The walk was tough for a confirmed lazy-bugger like myself. And it was hot. And my feet hurt. And I wanted my Mum. But the walk did have a purpose and that was to get us to our first hill tribe. Beth & I were dead excited about this and many questions raced through our minds. what would they be like? How would they react to us? Would we see true rural life? Where were we to sleep? As it happened it was a little dissapointing in certain aspects. We kind of just arrived in the village and then settled down to drink their beer. There was no big welcome, no dancing and chanting, no introductions or tour of the village. It all seemed a little awkward. "Hello, I've just come to see your quaint little village. I'm from the West you know. Goodness me, is that a mangy chicken? How terribly rustic. Would you mind if I used your internet access? No internet access you say, dear me. Well maybe I'll just drink your beer then." It all made me feel even more like an outsider than I'd expected.

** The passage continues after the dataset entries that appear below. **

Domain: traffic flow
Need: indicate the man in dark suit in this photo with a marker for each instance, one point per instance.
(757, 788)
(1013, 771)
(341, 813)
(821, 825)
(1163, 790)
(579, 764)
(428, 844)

That said, it was a cool place, chickens & pigs everywhere and loads of dogs who were utterly failing to annoy the aforementioned chickens or pigs. When we asked a villager why the obviously hungry dogs don't eat the chickens he just chuckled and mimed chucking a rock at the dog's head. Guess that'd work.
After supper we sat around a campfire and our superb guide, Lucky, entertained us with a variety of tricks that all involved making us look daft. After which we headed off to our communal sleeping hall.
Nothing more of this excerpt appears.